The polymer guiderod is also cheaper.

Many people change the polymer guiderod to metal - I do not.

About a decade ago, I did that - and the replacement metal guiderod must have been outta spec - because the replacement metal guiderod slipped INTO the recoil spring some kinda way - and it was a nightmare to get the slide off. I actually chipped the frame in 1 little place because of that. After that, I have left all the factory polymer guiderods in every 92 I have bought since.


----------



## SSGN_Doc (Mar 12, 2020)

Not opposed to either metal or polymer for guide rods. I’ve only experienced breakage with my Glock, polymer guide rods. Usually just at the end flange And end up noting it and replacing while cleaning. Never had one stop the pistol from running. And I keep extras on hand.

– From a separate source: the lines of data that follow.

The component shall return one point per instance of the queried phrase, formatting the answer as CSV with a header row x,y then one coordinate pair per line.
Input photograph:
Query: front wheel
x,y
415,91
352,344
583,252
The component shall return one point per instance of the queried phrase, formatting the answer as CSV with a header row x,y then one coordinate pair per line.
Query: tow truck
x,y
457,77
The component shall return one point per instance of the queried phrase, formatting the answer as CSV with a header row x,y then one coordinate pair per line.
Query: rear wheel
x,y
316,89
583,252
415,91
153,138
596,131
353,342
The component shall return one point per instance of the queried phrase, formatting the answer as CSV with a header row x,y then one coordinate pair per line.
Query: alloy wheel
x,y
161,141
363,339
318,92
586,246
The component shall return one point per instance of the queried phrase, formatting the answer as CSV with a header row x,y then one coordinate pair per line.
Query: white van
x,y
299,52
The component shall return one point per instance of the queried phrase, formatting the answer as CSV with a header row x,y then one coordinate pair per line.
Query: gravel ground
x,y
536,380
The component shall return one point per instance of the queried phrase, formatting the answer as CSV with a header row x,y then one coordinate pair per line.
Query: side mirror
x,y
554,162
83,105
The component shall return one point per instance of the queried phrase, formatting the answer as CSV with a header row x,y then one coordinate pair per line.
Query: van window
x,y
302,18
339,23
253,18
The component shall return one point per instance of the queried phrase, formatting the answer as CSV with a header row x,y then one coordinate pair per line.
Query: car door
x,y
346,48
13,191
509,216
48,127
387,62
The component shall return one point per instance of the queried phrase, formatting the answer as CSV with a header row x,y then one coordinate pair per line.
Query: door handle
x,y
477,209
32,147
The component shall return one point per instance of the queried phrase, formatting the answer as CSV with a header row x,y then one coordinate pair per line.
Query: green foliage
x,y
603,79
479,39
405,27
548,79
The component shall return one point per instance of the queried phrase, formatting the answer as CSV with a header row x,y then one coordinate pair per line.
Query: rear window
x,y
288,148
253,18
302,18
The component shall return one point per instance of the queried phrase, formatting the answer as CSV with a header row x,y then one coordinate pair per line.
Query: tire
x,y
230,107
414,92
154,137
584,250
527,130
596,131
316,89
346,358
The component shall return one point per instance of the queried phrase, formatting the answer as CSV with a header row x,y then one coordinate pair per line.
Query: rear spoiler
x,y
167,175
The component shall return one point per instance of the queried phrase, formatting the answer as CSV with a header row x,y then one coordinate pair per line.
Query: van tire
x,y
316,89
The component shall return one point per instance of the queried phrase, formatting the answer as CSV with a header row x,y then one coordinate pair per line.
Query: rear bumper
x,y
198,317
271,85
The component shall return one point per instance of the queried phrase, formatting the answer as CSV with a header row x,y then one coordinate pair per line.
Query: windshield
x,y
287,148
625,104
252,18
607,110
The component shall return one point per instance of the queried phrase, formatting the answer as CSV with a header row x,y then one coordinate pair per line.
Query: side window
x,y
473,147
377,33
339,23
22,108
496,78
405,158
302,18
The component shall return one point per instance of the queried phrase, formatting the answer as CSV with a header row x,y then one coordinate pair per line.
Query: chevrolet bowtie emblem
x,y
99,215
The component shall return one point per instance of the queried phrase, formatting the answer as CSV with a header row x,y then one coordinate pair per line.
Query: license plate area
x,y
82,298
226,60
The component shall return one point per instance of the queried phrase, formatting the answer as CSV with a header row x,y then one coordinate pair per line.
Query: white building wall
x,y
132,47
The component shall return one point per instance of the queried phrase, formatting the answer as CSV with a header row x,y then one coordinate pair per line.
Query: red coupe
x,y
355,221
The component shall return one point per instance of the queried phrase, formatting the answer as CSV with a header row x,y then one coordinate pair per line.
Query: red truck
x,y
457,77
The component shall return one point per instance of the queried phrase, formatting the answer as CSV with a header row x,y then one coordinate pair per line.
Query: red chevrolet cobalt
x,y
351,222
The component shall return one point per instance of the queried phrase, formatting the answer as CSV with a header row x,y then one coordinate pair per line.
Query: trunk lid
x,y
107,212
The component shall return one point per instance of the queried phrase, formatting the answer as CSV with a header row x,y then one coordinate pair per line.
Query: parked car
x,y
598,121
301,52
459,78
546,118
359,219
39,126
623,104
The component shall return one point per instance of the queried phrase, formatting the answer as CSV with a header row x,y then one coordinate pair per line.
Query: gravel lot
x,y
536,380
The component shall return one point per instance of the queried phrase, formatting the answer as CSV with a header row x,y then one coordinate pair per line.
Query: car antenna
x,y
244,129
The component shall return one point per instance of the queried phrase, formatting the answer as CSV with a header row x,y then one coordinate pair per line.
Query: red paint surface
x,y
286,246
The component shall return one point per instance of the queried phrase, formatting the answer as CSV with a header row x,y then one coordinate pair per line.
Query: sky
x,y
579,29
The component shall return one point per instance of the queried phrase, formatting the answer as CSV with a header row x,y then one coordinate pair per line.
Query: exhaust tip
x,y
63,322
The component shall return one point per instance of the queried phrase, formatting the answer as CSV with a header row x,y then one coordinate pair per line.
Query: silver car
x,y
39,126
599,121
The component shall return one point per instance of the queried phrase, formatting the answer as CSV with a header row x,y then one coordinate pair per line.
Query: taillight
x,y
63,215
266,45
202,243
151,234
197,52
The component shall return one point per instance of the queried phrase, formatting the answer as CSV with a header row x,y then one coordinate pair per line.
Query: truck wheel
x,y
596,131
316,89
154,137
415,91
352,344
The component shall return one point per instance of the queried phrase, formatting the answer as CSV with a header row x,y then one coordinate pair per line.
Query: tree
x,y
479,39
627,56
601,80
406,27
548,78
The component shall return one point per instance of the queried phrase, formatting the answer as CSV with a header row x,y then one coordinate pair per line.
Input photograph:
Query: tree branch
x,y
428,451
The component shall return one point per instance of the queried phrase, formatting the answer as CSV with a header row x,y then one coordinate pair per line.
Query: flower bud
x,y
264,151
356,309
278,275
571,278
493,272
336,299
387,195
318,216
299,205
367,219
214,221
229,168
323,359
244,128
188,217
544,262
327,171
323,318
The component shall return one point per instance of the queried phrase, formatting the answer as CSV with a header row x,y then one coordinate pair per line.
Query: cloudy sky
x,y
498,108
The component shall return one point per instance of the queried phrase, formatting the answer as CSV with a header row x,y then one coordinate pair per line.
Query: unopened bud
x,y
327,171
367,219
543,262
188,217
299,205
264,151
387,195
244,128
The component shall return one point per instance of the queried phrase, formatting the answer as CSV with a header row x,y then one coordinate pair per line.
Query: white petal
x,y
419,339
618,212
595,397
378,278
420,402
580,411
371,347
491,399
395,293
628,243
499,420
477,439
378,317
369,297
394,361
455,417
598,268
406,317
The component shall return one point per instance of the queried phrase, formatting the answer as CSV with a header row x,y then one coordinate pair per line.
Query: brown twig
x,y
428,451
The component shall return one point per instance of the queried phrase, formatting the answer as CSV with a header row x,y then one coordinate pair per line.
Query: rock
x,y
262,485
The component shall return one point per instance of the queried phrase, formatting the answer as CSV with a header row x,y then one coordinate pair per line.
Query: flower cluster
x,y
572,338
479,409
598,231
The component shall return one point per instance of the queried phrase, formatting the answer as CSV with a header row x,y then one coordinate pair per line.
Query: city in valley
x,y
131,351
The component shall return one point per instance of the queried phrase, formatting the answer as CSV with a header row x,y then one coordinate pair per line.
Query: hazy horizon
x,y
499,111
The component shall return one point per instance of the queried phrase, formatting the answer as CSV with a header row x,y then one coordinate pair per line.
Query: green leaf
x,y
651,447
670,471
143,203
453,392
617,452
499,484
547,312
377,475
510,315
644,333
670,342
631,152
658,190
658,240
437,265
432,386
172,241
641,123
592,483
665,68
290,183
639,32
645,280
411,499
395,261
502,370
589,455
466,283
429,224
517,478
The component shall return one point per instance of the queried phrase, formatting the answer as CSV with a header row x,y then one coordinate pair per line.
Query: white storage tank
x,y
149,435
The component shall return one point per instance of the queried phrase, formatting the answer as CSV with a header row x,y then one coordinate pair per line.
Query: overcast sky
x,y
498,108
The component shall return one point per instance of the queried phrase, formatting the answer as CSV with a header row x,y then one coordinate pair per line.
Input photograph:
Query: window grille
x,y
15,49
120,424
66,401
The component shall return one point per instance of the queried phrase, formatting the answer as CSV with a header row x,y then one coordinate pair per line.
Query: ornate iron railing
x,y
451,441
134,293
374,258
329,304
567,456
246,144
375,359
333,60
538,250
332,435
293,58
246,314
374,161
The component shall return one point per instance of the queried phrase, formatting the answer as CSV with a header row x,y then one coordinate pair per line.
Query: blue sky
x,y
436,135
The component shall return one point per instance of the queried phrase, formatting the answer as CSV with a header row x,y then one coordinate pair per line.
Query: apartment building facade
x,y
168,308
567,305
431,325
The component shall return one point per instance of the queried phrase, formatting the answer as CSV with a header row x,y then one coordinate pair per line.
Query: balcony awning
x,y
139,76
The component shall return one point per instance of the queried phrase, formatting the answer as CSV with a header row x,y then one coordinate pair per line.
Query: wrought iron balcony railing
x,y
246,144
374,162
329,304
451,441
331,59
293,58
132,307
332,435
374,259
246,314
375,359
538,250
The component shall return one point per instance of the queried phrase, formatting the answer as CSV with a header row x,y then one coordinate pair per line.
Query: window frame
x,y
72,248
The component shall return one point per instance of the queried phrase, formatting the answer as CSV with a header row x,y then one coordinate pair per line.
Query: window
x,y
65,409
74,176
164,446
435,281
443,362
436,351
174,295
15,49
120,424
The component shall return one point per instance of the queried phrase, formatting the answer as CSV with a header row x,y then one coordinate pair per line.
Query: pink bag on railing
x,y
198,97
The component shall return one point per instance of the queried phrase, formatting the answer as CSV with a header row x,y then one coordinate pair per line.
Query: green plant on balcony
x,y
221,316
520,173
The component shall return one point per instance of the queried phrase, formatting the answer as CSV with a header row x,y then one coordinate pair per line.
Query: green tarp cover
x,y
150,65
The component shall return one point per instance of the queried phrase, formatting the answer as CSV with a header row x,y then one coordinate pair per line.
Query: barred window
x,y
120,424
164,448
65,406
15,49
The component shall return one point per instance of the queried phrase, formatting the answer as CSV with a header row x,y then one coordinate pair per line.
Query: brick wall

As stated, my 92FS was manufactured in the early 90s. I haven’t seen a need to replace the guide rod. Don’t guess I’d care if it was polymer or metal. My Px4s seem to have metal guide rod assemblies.


----------



## italbrit (Apr 29, 2020)

Your explanation makes sense , I have been looking for some polymer ones online and I've found them at Brownells and at Midwest gun works but to my surprise they are used and I don't feel comfortable bying them used , there must be a place where I would be able to buy them new ,where do you buy yours ?


----------



## SSGN_Doc (Mar 12, 2020)

Nothing I've bought through Midwest was used.

link to polymer guide rods. (Don't see the word used anywhere)

https://www.midwestgunworks.com/page/mgwi/prod/C59244


----------



## Shipwreck (Jan 26, 2006)

Just go post a WTB ad at the Beretta Forum (for a polymer guiderod)


----------